A test is not good just because it is popular or has been used in the industry for a long time
A 2018 study into the issue of faking answers on personality tests called Faking Good and Personality Assessments of Job Applicants concluded that faking is a “real problem when it comes to the applied context of high-stakes employee selection”. Guenole said: “It’s natural to expect people to fake when there are career opportunities on the line. Most people manage the impression they make on others in daily life, and an inability to do that in a selection situation is a bad sign, so we should expect faking.”
However, Guenole was unwavering in his view that personality tests still show useful workplace relationships, even when it is expected that a candidate might have faked their responses. “[Psychometric] test developers have also developed effective methods of preventing extreme faking, such as using warnings, flagging people who present themselves as overly virtuous for further investigation, and statistically correcting for the effect of faking,” he said.
A balanced approach
Unfortunately, according to Guenole, it is very easy to build a bad personality test that has the sheen of legitimacy. A test is not good just because it is popular or has been used in the industry for a long time.
One marker of a high-quality test is if articles about it have been published in scientific journals. This process is not easy and can take many years, proving that significant research and development has gone into the making of the test. “[Legitimacy] is important to the talent acquisition professionals I talk to,” Guenole said. “They want to be able to confidently stand behind the tests they use because they know that test scores can have a serious influence on people’s lives.”

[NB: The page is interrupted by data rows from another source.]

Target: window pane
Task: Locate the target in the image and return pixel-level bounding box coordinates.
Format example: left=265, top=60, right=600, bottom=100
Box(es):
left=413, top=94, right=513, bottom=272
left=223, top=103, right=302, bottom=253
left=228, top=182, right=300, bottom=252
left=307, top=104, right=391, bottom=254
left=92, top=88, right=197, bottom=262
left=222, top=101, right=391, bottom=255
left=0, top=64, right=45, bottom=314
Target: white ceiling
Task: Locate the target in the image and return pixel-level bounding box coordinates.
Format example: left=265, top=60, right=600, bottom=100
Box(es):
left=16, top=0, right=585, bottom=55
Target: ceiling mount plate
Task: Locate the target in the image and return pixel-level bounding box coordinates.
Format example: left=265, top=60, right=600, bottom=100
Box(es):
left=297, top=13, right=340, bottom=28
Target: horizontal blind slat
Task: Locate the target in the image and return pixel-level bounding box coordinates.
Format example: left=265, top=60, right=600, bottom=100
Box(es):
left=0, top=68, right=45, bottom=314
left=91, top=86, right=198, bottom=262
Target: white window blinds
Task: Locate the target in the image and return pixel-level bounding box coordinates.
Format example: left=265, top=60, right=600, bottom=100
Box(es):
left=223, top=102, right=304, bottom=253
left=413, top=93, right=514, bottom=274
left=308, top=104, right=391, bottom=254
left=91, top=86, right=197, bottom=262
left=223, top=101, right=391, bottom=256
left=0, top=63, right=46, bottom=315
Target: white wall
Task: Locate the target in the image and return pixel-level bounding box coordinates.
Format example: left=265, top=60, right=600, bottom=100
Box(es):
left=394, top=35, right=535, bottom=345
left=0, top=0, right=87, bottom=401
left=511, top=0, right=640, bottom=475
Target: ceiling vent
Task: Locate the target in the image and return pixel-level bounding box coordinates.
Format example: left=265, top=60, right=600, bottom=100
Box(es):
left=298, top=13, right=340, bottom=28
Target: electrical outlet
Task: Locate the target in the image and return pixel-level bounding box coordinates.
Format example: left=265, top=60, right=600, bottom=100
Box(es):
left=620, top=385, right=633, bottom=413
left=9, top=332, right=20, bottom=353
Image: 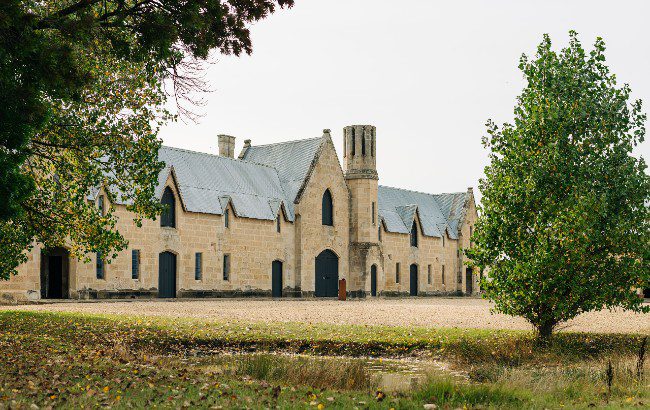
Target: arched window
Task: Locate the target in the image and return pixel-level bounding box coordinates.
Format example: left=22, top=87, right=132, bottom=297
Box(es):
left=323, top=189, right=334, bottom=226
left=411, top=221, right=418, bottom=248
left=160, top=187, right=176, bottom=228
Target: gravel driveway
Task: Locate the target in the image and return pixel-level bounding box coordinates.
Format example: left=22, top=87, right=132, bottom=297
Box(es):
left=0, top=298, right=650, bottom=334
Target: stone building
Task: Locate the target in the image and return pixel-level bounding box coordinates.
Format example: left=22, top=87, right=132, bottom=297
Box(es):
left=0, top=125, right=477, bottom=301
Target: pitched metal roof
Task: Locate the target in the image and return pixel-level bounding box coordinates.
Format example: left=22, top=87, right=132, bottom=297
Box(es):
left=242, top=137, right=323, bottom=202
left=156, top=146, right=294, bottom=221
left=378, top=185, right=469, bottom=239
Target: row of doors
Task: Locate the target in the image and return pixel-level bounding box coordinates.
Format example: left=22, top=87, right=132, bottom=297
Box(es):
left=41, top=249, right=470, bottom=299
left=158, top=252, right=282, bottom=298
left=158, top=253, right=473, bottom=298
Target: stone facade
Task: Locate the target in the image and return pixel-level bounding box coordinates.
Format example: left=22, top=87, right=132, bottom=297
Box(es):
left=0, top=126, right=478, bottom=302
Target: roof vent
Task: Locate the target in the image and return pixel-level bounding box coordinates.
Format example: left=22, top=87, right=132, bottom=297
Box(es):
left=218, top=134, right=235, bottom=158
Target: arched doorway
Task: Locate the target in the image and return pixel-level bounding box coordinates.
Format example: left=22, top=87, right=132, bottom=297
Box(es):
left=465, top=268, right=474, bottom=295
left=370, top=265, right=377, bottom=296
left=315, top=249, right=339, bottom=297
left=158, top=252, right=176, bottom=298
left=409, top=264, right=418, bottom=296
left=41, top=248, right=70, bottom=299
left=271, top=261, right=282, bottom=298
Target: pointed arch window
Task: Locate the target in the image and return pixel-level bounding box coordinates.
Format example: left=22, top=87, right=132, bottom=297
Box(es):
left=160, top=187, right=176, bottom=228
left=411, top=221, right=418, bottom=248
left=322, top=189, right=334, bottom=226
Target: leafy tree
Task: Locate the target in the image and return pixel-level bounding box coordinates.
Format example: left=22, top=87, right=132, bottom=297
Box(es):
left=467, top=32, right=650, bottom=340
left=0, top=0, right=293, bottom=279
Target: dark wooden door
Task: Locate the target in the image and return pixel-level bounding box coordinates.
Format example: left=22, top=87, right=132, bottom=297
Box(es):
left=410, top=264, right=418, bottom=296
left=47, top=255, right=63, bottom=299
left=158, top=252, right=176, bottom=298
left=315, top=249, right=339, bottom=297
left=465, top=268, right=474, bottom=295
left=271, top=261, right=282, bottom=298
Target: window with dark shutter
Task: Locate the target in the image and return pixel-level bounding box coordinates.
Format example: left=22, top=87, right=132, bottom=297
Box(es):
left=411, top=221, right=418, bottom=248
left=131, top=249, right=140, bottom=279
left=223, top=255, right=230, bottom=280
left=160, top=187, right=176, bottom=228
left=322, top=189, right=334, bottom=226
left=95, top=252, right=104, bottom=279
left=194, top=252, right=203, bottom=280
left=97, top=195, right=104, bottom=216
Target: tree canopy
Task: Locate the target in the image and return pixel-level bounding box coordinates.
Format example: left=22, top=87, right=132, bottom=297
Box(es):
left=467, top=32, right=650, bottom=338
left=0, top=0, right=293, bottom=279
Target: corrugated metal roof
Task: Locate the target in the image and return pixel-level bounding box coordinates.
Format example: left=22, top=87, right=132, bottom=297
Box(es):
left=152, top=146, right=294, bottom=221
left=378, top=185, right=468, bottom=239
left=242, top=137, right=323, bottom=202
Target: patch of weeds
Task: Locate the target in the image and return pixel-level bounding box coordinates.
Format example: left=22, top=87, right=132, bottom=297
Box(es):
left=413, top=379, right=530, bottom=408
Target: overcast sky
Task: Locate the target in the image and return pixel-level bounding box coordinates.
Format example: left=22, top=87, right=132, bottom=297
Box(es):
left=160, top=0, right=650, bottom=200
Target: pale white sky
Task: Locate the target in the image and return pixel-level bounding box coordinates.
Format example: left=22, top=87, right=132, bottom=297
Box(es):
left=160, top=0, right=650, bottom=200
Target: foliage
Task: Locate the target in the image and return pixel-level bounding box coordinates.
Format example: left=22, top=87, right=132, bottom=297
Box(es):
left=467, top=32, right=650, bottom=339
left=0, top=311, right=650, bottom=409
left=0, top=0, right=293, bottom=279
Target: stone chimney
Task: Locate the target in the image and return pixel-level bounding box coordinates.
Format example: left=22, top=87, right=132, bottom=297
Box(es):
left=237, top=140, right=252, bottom=159
left=218, top=134, right=235, bottom=158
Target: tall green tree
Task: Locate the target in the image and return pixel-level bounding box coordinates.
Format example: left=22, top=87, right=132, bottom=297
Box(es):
left=467, top=32, right=650, bottom=340
left=0, top=0, right=293, bottom=279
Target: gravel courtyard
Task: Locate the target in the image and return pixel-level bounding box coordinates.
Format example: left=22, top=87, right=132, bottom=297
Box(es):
left=0, top=298, right=650, bottom=334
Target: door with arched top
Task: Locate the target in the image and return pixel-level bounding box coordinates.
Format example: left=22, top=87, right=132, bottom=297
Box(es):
left=410, top=264, right=418, bottom=296
left=370, top=265, right=377, bottom=296
left=271, top=261, right=282, bottom=298
left=158, top=252, right=176, bottom=298
left=314, top=249, right=339, bottom=297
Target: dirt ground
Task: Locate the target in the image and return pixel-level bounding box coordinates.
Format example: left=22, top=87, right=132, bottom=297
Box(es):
left=0, top=298, right=650, bottom=334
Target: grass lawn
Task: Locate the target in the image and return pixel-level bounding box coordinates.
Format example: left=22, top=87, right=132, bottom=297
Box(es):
left=0, top=311, right=650, bottom=409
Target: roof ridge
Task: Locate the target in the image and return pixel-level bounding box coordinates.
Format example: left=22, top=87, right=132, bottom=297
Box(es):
left=379, top=185, right=467, bottom=196
left=249, top=137, right=323, bottom=148
left=161, top=145, right=277, bottom=172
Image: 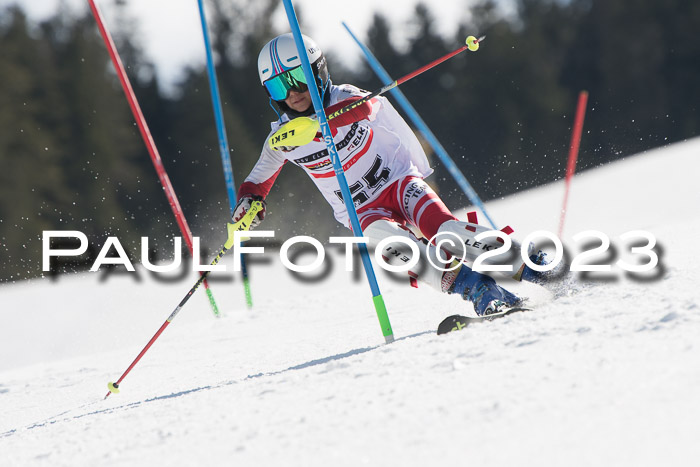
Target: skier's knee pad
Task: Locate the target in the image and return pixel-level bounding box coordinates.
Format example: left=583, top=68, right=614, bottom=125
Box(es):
left=364, top=219, right=444, bottom=290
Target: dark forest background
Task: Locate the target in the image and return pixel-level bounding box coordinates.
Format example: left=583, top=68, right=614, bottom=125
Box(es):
left=0, top=0, right=700, bottom=281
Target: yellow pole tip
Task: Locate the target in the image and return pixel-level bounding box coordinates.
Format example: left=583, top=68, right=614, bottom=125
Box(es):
left=465, top=36, right=479, bottom=52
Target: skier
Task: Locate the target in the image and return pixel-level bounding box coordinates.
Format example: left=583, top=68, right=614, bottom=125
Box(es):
left=233, top=33, right=534, bottom=316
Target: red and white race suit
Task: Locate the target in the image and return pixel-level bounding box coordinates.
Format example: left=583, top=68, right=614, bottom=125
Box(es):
left=239, top=84, right=433, bottom=227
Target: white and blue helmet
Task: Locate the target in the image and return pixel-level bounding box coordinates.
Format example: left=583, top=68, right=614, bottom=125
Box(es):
left=258, top=33, right=329, bottom=110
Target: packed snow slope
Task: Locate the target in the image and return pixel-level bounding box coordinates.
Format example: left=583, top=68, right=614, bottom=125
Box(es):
left=0, top=139, right=700, bottom=466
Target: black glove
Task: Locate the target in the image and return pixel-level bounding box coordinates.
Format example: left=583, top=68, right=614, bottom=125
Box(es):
left=231, top=195, right=266, bottom=229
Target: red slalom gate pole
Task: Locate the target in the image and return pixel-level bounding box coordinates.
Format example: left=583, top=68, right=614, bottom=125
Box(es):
left=559, top=91, right=588, bottom=238
left=88, top=0, right=219, bottom=316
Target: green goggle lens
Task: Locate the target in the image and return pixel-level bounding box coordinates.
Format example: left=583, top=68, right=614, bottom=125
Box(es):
left=263, top=66, right=308, bottom=101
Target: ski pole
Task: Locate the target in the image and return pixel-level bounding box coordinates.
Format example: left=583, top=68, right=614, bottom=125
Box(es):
left=105, top=201, right=262, bottom=399
left=88, top=0, right=219, bottom=317
left=269, top=36, right=486, bottom=149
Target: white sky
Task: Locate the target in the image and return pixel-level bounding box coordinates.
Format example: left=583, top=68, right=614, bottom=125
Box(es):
left=0, top=0, right=471, bottom=88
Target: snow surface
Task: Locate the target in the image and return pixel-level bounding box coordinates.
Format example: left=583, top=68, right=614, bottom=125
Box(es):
left=0, top=139, right=700, bottom=466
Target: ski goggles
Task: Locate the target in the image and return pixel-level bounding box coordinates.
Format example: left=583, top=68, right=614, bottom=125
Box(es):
left=263, top=66, right=308, bottom=101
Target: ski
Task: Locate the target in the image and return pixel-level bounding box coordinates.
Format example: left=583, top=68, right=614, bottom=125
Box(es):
left=437, top=306, right=532, bottom=335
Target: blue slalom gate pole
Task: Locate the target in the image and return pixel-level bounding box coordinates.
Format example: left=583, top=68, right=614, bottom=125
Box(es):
left=197, top=0, right=253, bottom=308
left=342, top=22, right=497, bottom=229
left=282, top=0, right=394, bottom=344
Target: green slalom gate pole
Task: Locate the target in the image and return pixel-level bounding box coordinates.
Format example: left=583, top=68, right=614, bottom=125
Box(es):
left=282, top=0, right=394, bottom=344
left=105, top=201, right=262, bottom=399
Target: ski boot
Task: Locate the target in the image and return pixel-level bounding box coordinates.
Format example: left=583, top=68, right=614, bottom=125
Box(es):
left=520, top=250, right=553, bottom=284
left=447, top=264, right=522, bottom=316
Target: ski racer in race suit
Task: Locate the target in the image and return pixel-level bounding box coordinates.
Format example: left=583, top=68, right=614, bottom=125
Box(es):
left=233, top=33, right=531, bottom=315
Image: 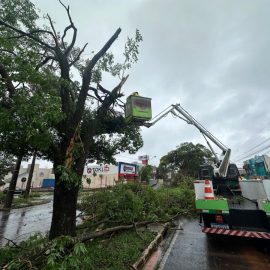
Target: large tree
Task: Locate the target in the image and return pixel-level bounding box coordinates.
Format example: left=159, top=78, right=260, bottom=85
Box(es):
left=0, top=0, right=142, bottom=238
left=0, top=0, right=61, bottom=208
left=158, top=142, right=212, bottom=177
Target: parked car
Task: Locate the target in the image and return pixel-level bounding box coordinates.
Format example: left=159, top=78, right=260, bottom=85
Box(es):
left=3, top=187, right=23, bottom=195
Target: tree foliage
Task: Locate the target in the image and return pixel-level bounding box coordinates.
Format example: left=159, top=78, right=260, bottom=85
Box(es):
left=0, top=0, right=142, bottom=238
left=158, top=142, right=212, bottom=178
left=0, top=153, right=15, bottom=182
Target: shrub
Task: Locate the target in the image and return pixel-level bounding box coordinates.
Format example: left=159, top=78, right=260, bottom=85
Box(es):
left=80, top=183, right=194, bottom=226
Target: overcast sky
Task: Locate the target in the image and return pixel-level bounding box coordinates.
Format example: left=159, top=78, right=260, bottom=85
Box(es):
left=28, top=0, right=270, bottom=167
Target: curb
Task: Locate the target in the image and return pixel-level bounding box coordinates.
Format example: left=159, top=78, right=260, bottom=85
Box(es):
left=130, top=222, right=171, bottom=270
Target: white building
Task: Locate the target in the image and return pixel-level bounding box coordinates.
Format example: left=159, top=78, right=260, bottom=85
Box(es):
left=0, top=164, right=118, bottom=190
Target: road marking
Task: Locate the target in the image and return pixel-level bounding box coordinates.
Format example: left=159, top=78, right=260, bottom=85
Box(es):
left=158, top=222, right=183, bottom=270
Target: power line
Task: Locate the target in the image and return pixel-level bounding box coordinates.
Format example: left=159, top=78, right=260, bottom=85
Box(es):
left=233, top=138, right=270, bottom=158
left=235, top=144, right=270, bottom=162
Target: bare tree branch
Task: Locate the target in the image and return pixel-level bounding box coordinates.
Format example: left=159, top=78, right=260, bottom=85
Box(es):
left=89, top=87, right=103, bottom=102
left=59, top=0, right=77, bottom=56
left=35, top=56, right=56, bottom=70
left=87, top=94, right=101, bottom=102
left=69, top=43, right=88, bottom=67
left=0, top=63, right=16, bottom=95
left=0, top=19, right=54, bottom=50
left=73, top=28, right=121, bottom=127
left=47, top=14, right=59, bottom=47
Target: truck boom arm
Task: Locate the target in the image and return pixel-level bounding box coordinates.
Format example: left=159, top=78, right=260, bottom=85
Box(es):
left=144, top=104, right=231, bottom=177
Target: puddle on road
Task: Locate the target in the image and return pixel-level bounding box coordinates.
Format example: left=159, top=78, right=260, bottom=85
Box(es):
left=0, top=197, right=79, bottom=246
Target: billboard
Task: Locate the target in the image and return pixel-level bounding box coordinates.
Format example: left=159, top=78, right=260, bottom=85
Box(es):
left=84, top=164, right=116, bottom=175
left=118, top=162, right=138, bottom=176
left=138, top=155, right=149, bottom=160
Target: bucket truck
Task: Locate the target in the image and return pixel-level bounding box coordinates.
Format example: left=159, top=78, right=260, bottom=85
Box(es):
left=125, top=96, right=270, bottom=239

But whether any personality test should be used in the hiring process remains to be seen. Research conducted by Cornell University’s Centre for Advanced Human Resource Studies in 2010 concluded that organisations should be cautious, as failing candidates tended to change their personality scores “drastically” between tests. The research findings noted: “Companies should review their retesting policies carefully and gather data to understand the extent to which candidates repeat the process and to clarify whether those who eventually get hired are truly a good fit for the job.”
Personality tests are a useful tool in business environments because they give a quantifiable indication of how a candidate will behave in the job, and how likely they are to be effective in different roles, ranging from sales to leadership. “If you consider the personality of every person in your organisation carefully, on aggregate, you will have higher organisational capability and, in turn, better business unit performance,” Guenole said.
While this is possible, it will only be true if the personality tests used are well designed, the people interpreting the test scores are highly skilled, and the companies that use them do not base their decisions on test scores alone.